Provide Clear Instructions and Leverage Rubrics
Our assessments, structured like real-life tasks, come with detailed instructions, accommodating individuals, like those on the Autism Spectrum, who prefer clear directions. Companies using our platform employ structured rubrics, ensuring assessments focus on relevant skills.
Create a Space for Questions
We acknowledge the importance of queries during assessments, a feature often lacking in conventional take-home interviews. Thus, our platform includes a feature allowing candidates to ask questions during assessments.
Some companies extend interaction by inviting candidates to Slack or Microsoft Teams channel, enabling them to connect with multiple team members.
With this innovative interview process, we've made strides in fostering accessibility, assisting candidates with disabilities on their employment journey. You can listen to some of their inspiring stories on our “Dear Hiring Manager” podcast. Here are a few notable ones:
- Applying for jobs with ADHD and OCD:
- Evan has a combination of challenges including growing up with tourettes syndrome, having ADHD, and being diagnosed with OCD. The only thing about these barriers that impact his work is his ability to focus on more mundane tasks, and in fact, the advantage of having ADHD is his ability to hyper-focus on really challenging and stimulating problems for extended periods of time. But, the current process of applying for jobs is one that makes it difficult for someone like him, who needs to spend hours on end on applications which spurs a lot of doubt and frustration.
- My Stutter is a Strength not a Weakness:
- Sam, who is a talented software developer working in Ottawa, Canada developed a stutter when he was a child. His stutter does not affect his ability to problem solve or be a software developer, but it is heightened when he is put in high anxiety environments, such as an interview.
- Phone Interviews with Hearing Impairment
- Aecio is a software developer working in Canada who is an immigrant from Brazil and in addition to being new to a country with no network or connections when he was first in search for a job, he also faces the barrier of fairly severe hearing loss. He shares his experience about how he developed hearing loss, how it impacted his education and job prospects, and how the current hiring process is inaccessible to people with hearing impairment.

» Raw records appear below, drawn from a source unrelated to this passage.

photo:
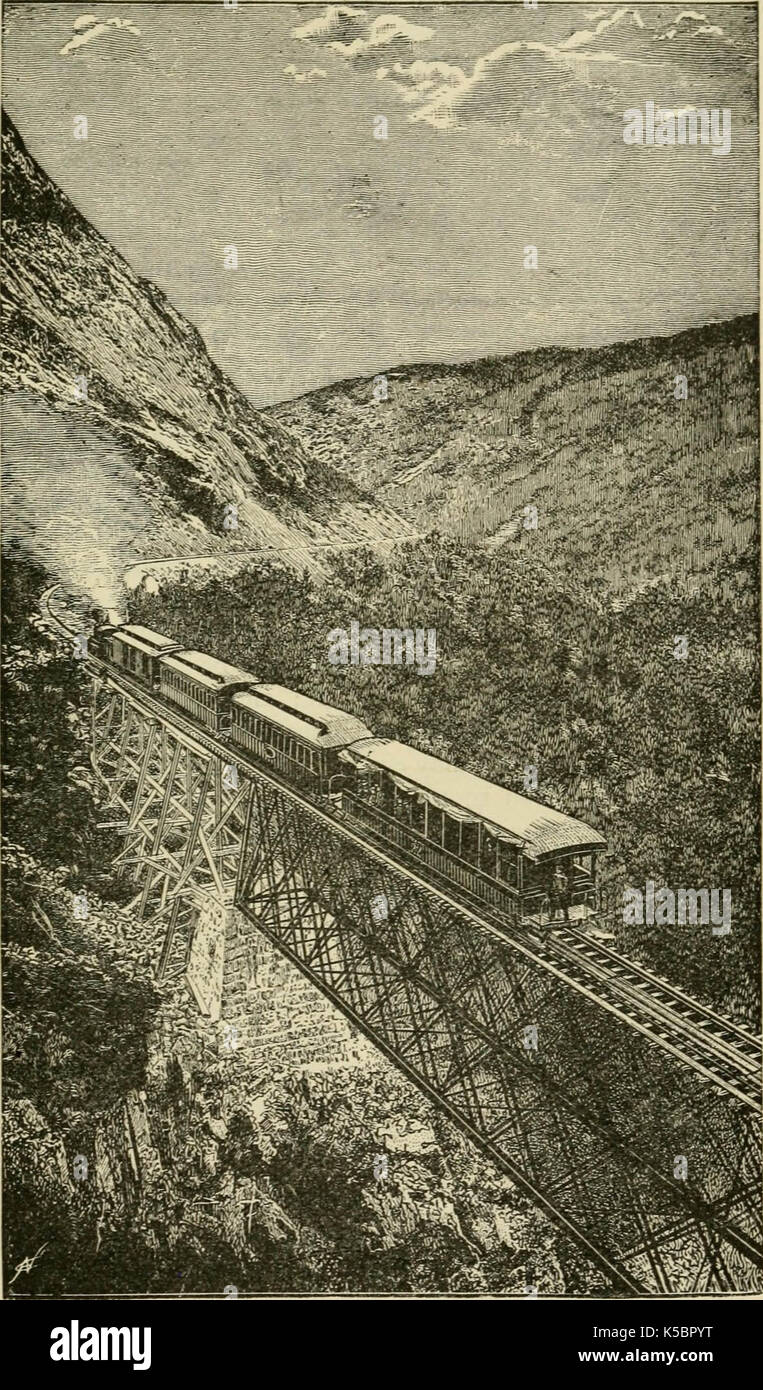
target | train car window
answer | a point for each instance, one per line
(450, 834)
(469, 843)
(434, 824)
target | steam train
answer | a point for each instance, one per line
(527, 861)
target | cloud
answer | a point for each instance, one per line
(546, 91)
(303, 77)
(89, 28)
(350, 35)
(338, 21)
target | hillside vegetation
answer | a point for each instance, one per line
(628, 481)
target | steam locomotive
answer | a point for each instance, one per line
(527, 861)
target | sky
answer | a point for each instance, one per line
(255, 127)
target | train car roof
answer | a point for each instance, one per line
(143, 638)
(207, 670)
(324, 726)
(539, 830)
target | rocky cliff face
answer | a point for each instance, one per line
(75, 309)
(75, 312)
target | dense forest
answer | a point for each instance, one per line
(143, 1155)
(658, 751)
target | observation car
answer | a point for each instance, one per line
(531, 862)
(534, 865)
(135, 649)
(203, 685)
(298, 736)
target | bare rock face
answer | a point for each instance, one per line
(72, 306)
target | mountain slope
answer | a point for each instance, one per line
(628, 481)
(74, 307)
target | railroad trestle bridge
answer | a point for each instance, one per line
(630, 1118)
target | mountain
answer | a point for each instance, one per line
(628, 481)
(175, 428)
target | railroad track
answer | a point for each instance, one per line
(722, 1050)
(719, 1050)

For all of these examples above, our platform leveraged our unique interview style to help identify these candidates as strong software engineers, while the traditional process failed them.
At Hatchways, we have been focused on improving the accessibility of our platform and creating a process that works for all types of applicants. We are seeing a trend towards more practical assessments, which not only better represents on-the-job skills but also is a more accessible process.